O que relaciona o desejo extra-fílmico da obra com sua mise-en-scene é o diretor propor a violência como uma chave desta ascensão criminosa. O que faz todo sentido com o cinema de Hawks, esse “surto de furor controlado que gera uma cadeia de consequências”. O antropólogo Michel Alcoforado, diz que as coisas luxuosas que esses possuem não funcionam exclusivamente como aparatos de status, mas como passaportes de entrada para lugares que não se sabia da existência. A violência hawkisiana é a única mediadora de conflitos do filme, é ela quem negocia o poder e a influência. Quando Johnny Lovo, o até então líder da gangue na qual Camonte era apenas um capanga, decide uma abordagem mais cadenciada, ou seja, recusa a violência, seu reinado sucumbe. É aí que Tony cresce, pois ele vê a violência como a chave de seu novo mundo e a violência vê nele sua capacidade de materialização. É o casamento perfeito entre o intangível e o físico, de forma que só um dos grandes mestres da sétima arte é capaz de fazer

Até a relação entre Tony e sua irmã é permeada por esses gestos violentos. Ele bate nela. Trata-a como sua posse (um ideal americano inegociável) e por isso incube a si um propósito de supostamente cuidar dela. Sua mãe, mais distante, sempre contrariando seus atos, mas não possui a potência física, a violência, que é a chave do filme, para confrontá-lo.
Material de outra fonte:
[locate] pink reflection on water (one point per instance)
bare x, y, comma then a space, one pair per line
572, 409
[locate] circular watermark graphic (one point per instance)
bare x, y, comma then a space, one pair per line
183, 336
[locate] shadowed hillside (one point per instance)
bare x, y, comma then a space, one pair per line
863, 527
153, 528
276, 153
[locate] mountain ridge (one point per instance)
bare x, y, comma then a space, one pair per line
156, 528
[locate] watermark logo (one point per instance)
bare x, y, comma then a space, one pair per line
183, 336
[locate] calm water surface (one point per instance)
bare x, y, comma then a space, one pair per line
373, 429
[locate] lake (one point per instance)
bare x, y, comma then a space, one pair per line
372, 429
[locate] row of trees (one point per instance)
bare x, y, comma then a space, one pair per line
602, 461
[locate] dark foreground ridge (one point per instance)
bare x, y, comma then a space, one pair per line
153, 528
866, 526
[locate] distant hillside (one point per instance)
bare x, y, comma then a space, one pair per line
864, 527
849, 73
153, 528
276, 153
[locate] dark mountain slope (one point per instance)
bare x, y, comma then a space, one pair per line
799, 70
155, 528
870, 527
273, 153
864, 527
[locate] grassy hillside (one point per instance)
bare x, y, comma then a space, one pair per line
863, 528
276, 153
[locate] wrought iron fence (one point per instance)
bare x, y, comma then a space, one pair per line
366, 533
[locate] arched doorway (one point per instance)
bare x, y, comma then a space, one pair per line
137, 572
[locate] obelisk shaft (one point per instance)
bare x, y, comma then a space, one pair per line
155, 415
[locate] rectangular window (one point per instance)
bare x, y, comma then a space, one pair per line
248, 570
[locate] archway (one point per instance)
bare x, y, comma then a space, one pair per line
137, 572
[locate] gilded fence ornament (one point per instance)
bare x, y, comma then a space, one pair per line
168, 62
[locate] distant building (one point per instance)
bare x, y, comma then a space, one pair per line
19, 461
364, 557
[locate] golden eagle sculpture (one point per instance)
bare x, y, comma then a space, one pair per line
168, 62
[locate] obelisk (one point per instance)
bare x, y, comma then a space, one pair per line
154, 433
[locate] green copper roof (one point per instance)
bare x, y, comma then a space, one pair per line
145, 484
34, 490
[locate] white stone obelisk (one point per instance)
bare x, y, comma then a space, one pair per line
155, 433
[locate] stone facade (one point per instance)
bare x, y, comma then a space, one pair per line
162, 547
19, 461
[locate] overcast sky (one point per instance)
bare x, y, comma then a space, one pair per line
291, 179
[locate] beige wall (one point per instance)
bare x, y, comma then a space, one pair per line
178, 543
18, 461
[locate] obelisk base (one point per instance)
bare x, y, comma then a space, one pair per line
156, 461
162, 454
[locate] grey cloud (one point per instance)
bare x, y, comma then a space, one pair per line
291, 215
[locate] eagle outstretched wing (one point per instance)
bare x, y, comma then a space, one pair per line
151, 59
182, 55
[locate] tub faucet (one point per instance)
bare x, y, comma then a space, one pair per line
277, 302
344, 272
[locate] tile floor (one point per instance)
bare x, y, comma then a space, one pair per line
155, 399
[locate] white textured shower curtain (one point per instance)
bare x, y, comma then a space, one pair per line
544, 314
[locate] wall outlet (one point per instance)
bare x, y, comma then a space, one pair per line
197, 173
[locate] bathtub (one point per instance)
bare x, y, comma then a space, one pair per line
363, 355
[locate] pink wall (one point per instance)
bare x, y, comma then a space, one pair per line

Scarface não é o filme que vem à cabeça quando se pensa em Howard Hawks, com certeza o filme é mais comentado quando se pensa no famosíssimo remake de Brian de Palma com Al Pacino no papel principal, mas isso não importa. Um marco social, um retrato do medo que o estado possuía no momento em que a obra era feita, visitá-lo nos dias atuais, depois da humanidade ter revisto e proposto novos valores, o filme ganha um novo significado. Não é uma insinuação de que o crime compensa, mas como o diretor deixa claro, em tudo na vida há ônus e bônus.